I call the basket good, and a common foul on A1, then the ball OOB for B.
Upon locker room review, should I not have rather called an intentional foul, since A1's illegal contact occurred during a dead ball situation after the made basket?
I can't find the reference to support the correct call, other than the obvious 6-7-1. I see 10-3-7 which calls for a T, but the contact clearly was not intentional; that just doesn't seem to fit the infraction.
Isn't there a casebook sitch on this exact play? Any help?
Since you wrote that the contact was "not flagrant" and "clearly not intentional," I have to say that you kicked it.

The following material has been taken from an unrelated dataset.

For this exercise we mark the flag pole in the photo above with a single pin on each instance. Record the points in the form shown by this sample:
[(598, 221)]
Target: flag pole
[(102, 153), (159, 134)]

After A1 lands he is no longer an airborne shooter. Since the ball passed through the basket the ball is dead. The only personal fouls that can be committed during a dead ball are those by or on an airborne shooter. Since you don't have an airborne shooter, you can't have a common foul. Any foul that you call following a made goal must adhere to this rule:

RULE 4
SECTION 19 FOUL
A foul is an infraction of the rules which is charged and is penalized.
ART. 1 . . . A personal foul is a player foul which involves illegal contact with an opponent while the ball is live, which hinders an opponent from performing normal defensive and offensive movements. A personal foul also includes contact by or on an airborne shooter when the ball is dead.

NOTE: Contact after the ball has become dead is ignored unless it is ruled intentional or flagrant or is committed by or on an airborne shooter.

But on the bright side, you now OWN this rule.